Forty-eight acres in size, the Boston Common was purchased in 1634 from Reverend William Blackstone, Boston’s first known European settler. Blackstone lived on the western slope of the Shawmut (Boston) peninsular, opposite the mouth of the Charles River where, records indicate, he planted an orchard and lived in happy isolation until joined by other early settlers who were unable to locate drinking water across the river in Charlestown.
Commons are central organizing elements in New England towns where, aside from serving as a location to graze livestock, they were used to train militia, hold outdoor religious assemblies, hang thieves, murderers, pirates and witches and more benignly, upon occasion, to plant communal crops.
A detail of the Boston Common from a 1728 map by William Burgis shown below highlights the site’s original natural features. While a row of trees is visible on the Tremont Street edge, an early example of the tree-lined malls which would eventually be planted, much of the Common at this time remained virtually treeless. Irregular in shape, the Common ended in the “Roxbury Flats.” Approximately one hundred years later the Public Garden would be developed in this area. To view this map in its entirety, as well as other maps of Boston, visit the Norman B. Leventhal Map Center at the Boston Public Library: maps.bpl.org. For information about the Ancient Fishweir Project visit: www.fishweir.org/.

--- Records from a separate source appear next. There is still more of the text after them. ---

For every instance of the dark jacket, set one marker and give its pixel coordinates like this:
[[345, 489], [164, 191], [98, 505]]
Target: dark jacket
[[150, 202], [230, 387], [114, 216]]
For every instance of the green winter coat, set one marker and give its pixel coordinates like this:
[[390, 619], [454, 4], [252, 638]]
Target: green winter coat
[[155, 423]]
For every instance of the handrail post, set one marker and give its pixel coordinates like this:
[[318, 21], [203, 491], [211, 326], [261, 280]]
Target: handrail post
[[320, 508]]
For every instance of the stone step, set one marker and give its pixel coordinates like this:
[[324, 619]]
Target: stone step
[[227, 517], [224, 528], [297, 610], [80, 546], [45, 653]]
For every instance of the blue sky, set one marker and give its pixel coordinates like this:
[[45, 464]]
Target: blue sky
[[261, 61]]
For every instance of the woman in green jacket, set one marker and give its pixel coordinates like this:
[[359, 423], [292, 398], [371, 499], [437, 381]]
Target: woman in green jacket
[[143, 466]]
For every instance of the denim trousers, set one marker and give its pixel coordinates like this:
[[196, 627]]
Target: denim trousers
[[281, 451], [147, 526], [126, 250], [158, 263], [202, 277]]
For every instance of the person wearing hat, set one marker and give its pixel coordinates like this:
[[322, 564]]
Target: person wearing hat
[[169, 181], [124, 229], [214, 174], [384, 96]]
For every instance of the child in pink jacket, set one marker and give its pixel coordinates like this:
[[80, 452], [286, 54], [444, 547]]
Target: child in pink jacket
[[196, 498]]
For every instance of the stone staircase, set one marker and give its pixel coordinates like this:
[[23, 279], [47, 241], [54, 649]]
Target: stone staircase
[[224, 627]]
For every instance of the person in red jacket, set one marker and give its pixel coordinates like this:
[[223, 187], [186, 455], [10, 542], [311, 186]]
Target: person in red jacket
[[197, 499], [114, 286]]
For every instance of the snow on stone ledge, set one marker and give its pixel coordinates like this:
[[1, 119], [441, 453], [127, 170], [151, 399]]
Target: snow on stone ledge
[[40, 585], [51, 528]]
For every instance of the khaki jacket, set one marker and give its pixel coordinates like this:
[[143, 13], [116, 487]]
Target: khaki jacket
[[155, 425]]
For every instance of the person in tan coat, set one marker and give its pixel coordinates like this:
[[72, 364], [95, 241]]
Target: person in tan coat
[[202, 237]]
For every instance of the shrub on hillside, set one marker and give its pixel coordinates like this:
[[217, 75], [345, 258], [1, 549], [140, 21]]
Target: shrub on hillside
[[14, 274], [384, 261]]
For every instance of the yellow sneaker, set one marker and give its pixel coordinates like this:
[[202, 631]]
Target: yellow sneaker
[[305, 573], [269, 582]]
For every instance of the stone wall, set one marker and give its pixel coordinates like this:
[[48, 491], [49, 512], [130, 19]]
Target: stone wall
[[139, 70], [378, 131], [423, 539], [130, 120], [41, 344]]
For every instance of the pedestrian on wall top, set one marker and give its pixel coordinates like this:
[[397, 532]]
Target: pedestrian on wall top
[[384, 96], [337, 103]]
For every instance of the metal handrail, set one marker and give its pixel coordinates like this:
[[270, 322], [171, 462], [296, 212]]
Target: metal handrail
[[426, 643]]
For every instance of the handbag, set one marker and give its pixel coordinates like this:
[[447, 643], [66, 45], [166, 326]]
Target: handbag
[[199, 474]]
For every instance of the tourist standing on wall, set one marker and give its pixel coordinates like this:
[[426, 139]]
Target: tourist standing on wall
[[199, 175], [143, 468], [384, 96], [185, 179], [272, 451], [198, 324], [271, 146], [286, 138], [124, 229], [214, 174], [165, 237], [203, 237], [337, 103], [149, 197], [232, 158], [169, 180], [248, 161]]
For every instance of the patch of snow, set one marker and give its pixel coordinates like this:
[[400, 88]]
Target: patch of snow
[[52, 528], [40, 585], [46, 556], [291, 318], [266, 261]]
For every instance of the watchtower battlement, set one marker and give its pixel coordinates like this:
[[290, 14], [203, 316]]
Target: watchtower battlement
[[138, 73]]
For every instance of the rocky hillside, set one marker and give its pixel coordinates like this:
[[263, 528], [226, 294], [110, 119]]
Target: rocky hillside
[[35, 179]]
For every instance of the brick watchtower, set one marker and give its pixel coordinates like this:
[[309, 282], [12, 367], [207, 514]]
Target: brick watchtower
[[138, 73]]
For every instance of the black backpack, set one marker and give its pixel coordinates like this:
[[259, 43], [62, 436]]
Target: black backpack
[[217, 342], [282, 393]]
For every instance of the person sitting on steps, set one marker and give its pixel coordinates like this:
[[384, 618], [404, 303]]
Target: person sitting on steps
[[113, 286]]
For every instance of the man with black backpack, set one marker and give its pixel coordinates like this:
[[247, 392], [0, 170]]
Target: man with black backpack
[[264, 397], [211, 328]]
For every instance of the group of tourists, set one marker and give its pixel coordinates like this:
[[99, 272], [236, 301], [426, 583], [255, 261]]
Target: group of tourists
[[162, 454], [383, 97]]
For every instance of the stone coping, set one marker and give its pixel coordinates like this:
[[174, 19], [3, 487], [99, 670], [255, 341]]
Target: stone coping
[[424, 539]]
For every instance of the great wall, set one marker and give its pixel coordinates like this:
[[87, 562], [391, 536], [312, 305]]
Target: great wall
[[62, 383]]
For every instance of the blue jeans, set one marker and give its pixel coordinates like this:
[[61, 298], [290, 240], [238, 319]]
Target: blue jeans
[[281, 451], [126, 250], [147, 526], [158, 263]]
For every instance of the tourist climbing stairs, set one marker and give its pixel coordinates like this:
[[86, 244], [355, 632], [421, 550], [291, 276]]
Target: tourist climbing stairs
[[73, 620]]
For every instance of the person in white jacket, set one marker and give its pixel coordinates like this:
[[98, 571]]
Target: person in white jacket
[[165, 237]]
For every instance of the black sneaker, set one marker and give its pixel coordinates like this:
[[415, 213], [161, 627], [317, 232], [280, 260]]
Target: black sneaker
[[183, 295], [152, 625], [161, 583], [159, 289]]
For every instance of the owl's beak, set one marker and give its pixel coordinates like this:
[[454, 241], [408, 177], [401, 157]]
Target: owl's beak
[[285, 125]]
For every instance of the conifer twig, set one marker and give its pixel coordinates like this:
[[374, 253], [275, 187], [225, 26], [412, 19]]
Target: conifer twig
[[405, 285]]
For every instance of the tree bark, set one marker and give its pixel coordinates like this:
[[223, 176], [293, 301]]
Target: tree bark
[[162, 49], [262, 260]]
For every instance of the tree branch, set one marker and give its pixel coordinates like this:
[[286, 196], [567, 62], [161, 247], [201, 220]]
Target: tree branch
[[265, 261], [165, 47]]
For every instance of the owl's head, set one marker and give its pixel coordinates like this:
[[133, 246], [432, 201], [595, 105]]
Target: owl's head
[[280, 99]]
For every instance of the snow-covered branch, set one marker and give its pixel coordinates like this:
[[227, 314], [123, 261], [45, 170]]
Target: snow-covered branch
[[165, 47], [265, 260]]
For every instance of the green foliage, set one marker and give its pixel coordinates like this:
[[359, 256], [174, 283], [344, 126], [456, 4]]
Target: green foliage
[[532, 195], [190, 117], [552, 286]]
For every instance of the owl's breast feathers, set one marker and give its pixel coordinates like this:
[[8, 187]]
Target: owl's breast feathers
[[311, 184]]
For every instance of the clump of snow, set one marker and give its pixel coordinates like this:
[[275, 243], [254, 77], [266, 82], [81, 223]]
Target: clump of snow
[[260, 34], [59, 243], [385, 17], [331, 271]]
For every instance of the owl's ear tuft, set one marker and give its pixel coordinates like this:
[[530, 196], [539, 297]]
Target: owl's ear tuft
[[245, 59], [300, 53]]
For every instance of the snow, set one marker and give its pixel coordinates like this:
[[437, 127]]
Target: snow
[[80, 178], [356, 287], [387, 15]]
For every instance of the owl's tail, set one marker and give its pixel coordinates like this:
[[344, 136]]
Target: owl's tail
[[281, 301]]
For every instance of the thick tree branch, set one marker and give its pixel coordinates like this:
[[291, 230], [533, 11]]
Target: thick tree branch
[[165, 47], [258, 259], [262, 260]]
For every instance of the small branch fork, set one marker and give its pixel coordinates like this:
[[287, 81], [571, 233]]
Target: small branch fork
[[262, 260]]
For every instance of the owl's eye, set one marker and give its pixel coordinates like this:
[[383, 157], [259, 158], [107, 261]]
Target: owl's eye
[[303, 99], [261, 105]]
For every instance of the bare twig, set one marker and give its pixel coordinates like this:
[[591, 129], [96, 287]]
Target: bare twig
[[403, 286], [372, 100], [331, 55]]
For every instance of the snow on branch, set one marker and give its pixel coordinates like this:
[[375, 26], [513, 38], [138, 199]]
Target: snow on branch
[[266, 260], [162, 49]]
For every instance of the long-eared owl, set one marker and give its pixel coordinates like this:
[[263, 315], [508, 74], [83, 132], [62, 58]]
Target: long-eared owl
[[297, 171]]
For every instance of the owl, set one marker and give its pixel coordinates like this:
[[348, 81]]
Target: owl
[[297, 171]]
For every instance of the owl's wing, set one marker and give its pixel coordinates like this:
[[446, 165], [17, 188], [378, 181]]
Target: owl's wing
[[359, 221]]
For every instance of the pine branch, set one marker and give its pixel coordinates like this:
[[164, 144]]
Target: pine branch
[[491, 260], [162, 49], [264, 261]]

In 1756 the Central Burying Ground was established on the Boylston Street edge of the property.
For over two hundred years the Boston Common was used mainly for utilitarian purposes, a somewhat scruffy landscape, with few distinguishing natural features. According to the Boston Common Management Plan, completed in 1991, the first walkway was created on the Common in 1675.
The Common’s evolution from a working landscape, where cows were pastured, rugs were beaten, and festivals with unsavory vendors (including those who sold alcohol) to an environment suited to genteel pastimes parallels the development of Beacon Hill into a neighborhood inhabited by Boston’s elite families.
The history of the Common, including an overview of the great debate about cows, is well documented in Eden on the Charles The Making of Boston, by Michael Rawson. In 1830 cows were banished from the Common setting in motion a series of projects that transformed the Common into a park, a space that no longer was used as a working landscape but instead solely for pleasure.
As part of that transformation exterior malls for promenading and interior cross paths were added. The Beacon Street Mall was laid out in 1815 followed by the Charles Street Mall in 1823.
A series of projects also altered the Common’s physical environment. Today only one of the four original hills and one of the three ponds on the site remain.